The purpose of fminsearch is to provide a simple heuristic for non-linear regression that makes the most of javascript's simple functional style.

Core algorithm

The core algorithm is a variation on the golden rule of speeding changes in the values of the parameters that decrease the objective function (cost function), while reversing and slowing it down otherwiese.

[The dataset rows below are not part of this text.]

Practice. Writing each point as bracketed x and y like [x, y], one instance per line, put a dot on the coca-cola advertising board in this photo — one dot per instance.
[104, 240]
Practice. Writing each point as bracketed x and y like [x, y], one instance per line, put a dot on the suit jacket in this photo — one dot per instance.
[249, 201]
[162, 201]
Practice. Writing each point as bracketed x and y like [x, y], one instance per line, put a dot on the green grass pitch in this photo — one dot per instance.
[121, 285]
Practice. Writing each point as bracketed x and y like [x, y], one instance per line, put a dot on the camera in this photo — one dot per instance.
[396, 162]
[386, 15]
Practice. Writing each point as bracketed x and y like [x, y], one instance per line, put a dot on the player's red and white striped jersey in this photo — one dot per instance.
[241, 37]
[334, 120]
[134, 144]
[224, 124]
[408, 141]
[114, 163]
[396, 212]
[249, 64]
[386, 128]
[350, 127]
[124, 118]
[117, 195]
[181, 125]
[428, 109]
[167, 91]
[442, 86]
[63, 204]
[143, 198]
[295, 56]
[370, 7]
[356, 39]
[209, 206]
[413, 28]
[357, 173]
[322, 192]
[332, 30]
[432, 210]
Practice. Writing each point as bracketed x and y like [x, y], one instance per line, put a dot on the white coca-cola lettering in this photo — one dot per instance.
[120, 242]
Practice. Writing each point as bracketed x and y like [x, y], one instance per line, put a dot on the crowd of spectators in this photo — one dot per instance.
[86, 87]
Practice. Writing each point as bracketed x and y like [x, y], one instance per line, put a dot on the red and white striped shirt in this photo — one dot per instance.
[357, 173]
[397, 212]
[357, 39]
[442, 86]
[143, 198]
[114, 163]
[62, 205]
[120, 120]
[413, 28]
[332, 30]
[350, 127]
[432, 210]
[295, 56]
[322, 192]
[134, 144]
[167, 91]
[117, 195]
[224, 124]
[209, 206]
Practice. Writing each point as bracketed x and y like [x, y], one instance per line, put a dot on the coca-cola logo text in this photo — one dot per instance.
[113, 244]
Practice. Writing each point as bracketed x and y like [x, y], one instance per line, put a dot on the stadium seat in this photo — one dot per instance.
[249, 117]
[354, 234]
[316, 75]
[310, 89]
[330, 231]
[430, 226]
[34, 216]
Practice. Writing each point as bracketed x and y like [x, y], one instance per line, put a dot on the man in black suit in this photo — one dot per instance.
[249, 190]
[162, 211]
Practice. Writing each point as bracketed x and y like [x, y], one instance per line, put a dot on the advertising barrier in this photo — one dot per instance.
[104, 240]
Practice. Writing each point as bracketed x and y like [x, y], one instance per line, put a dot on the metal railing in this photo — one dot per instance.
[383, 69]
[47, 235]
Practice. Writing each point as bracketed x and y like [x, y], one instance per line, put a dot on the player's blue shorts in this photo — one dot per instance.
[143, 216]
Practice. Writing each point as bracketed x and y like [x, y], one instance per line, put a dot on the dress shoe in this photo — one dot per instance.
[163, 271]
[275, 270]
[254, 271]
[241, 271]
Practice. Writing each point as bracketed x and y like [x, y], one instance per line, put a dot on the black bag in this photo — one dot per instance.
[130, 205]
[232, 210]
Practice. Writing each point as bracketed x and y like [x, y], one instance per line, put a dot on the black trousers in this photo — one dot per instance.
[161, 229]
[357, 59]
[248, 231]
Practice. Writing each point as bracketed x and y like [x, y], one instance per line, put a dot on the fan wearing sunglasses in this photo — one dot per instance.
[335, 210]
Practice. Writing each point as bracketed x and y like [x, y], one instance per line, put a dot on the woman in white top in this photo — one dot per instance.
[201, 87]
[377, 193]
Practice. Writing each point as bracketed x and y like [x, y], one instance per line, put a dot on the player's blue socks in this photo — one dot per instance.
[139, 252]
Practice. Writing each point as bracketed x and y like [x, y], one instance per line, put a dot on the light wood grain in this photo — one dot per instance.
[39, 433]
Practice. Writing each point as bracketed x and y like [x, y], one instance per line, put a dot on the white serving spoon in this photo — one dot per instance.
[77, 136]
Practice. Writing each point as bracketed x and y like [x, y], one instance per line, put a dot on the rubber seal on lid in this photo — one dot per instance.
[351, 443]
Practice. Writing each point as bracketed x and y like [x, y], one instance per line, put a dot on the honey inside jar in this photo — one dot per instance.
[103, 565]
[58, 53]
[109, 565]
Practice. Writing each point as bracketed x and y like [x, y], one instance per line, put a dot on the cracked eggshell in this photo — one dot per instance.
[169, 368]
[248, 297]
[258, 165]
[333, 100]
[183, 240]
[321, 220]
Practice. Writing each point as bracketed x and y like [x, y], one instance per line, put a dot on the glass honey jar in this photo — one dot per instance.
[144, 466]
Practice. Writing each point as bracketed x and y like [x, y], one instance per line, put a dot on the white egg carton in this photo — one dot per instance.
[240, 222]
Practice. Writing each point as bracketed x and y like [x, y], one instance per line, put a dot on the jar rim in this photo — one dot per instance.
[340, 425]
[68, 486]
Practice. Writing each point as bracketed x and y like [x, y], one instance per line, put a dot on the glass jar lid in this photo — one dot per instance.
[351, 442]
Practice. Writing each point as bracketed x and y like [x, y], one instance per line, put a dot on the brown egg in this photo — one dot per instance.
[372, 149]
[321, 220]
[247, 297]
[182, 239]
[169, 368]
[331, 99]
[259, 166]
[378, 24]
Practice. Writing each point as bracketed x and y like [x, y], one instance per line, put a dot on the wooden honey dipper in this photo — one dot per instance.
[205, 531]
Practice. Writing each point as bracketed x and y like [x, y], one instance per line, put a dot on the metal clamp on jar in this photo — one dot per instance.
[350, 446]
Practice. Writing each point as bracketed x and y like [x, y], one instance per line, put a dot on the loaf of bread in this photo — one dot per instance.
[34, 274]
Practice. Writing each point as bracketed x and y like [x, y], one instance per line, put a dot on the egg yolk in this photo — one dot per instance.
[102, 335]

Accordingly, the core algorithm only really has two lines

var funParm=function(P){
    return Opt.objFun(y,fun(x,P)) // Objective function will compare y with the predicted fun(x), default to SSD
}
	              // silly multi-univariate screening
for(var j=0;j<n;j++){ // take a step for each parameter, js will otherwise pass by reference
	P1=[...P0]; // clone array
	P1[j]+=step[j];
	if(funParm(P1)<funParm(P0)){ // if parm value going in the righ direction
		step[j]=1.2*step[j]; // go a little faster
		P0=[...P1];
	}
	else{ // if not
		step[j]=-(0.5*step[j]); // reverse and go slower
	}	
} 

Logistic regression

A simple illustrative example could be logistic regression:

function logistic(x,P){
    return x.map(
        xi => 1 / (1 + Math.exp(-(P[0] + (P[1] * xi))))
    )
}

What

fminSearch is an original Matlab-inspired implementation of a steepest stochastic descent algorithm for non-linear regression.